Clean-CLIP: Mitigating Data Poisoning Attacks in Multimodal Contrastive Learning

Abstract

Multimodal contrastive learning models such as CLIP (Contrastive Language-Image Pretraining) have achieved remarkable zero-shot generalisation by aligning visual and textual representations through large-scale internet-sourced corpora. This unprecedented reliance on unvetted web data, however, exposes these models to data poisoning attacks—an adversarial paradigm in which carefully engineered image-text pairs are injected into training or fine-tuning pipelines to corrupt learned cross-modal associations. Such attacks can silently implant backdoors, invert semantic relationships, or degrade retrieval accuracy, posing critical risks in security-sensitive domains including medical imaging, autonomous navigation, and content governance. This paper presents Clean-CLIP, a comprehensive detection and mitigation framework that exploits CLIP’s own multimodal encoder to audit image-text datasets before training.

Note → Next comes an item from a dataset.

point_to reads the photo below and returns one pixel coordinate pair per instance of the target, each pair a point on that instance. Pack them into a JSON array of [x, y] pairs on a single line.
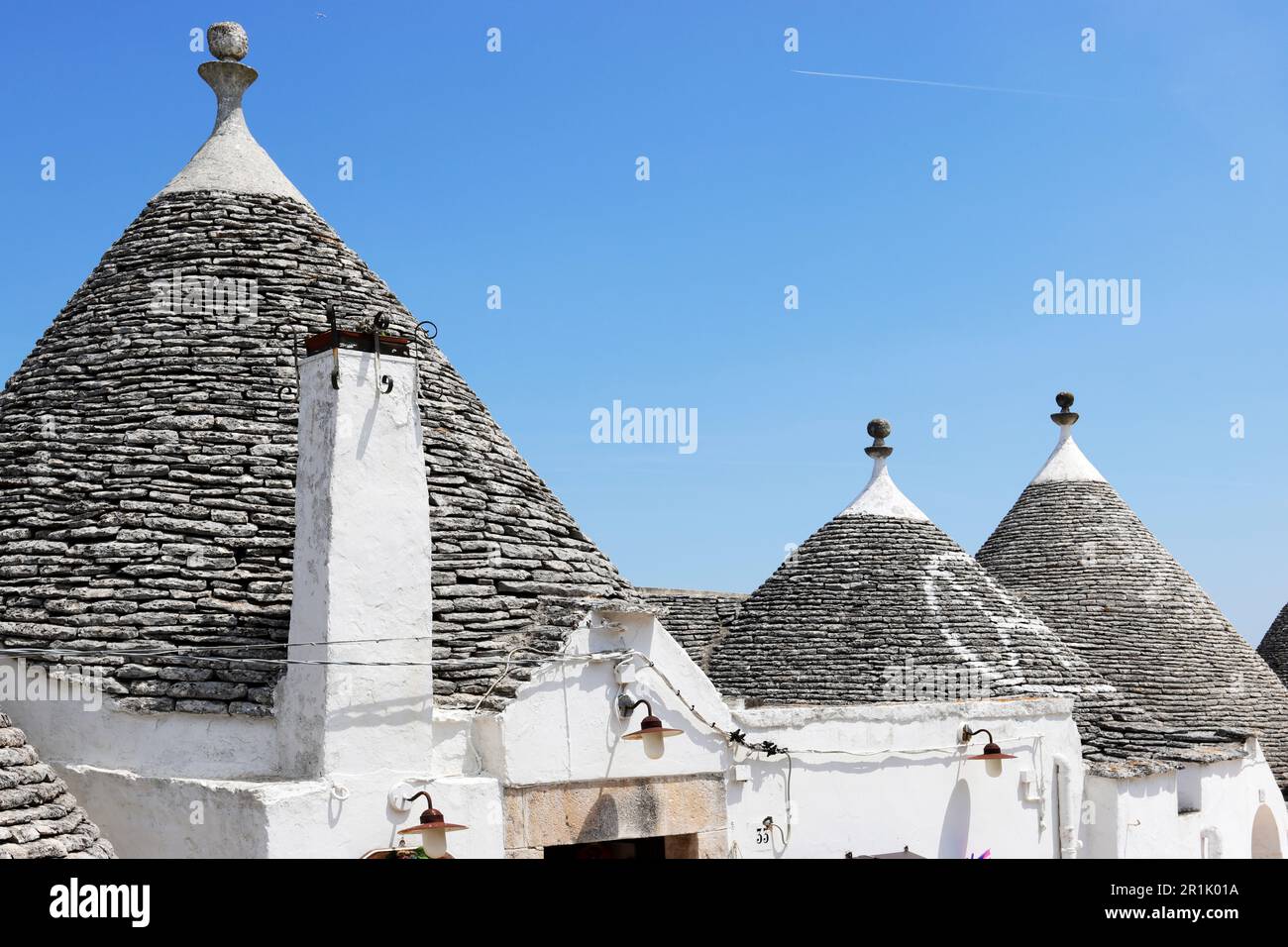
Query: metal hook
[[335, 346], [384, 384]]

The system implements four complementary detection modules: (1) CLIP-alignment-based label poisoning detection using cosine similarity scoring between image embeddings and candidate label prompts; (2) cornerpatch heuristic analysis for backdoor trigger identification; (3) Local Outlier Factor (LOF) anomaly detection in CLIP feature space for semantic perturbation discovery; and (4) cross-modal inconsistency scoring through confidence thresholding. Evaluated on a curated benchmark incorporating BadNets-style triggers, clean-label perturbations, and label-flipping attacks over CIFAR10 subsets, Clean-CLIP achieves a detection precision of 94.3%, recall of 92.7%, and F1-score of 0.935. The framework is delivered as an open-source, cross-platform desktop application with an intuitive graphical interface, enabling researchers and practitioners to validate datasets without specialised adversarial machine learning expertise. Experimental comparisons against Neural Cleanse, Activation Clustering, and STRIP demonstrate that Clean-CLIP uniquely addresses all four attack categories simultaneously while operating without access to the downstream model, achieving superior aggregate performance across all evaluated scenarios.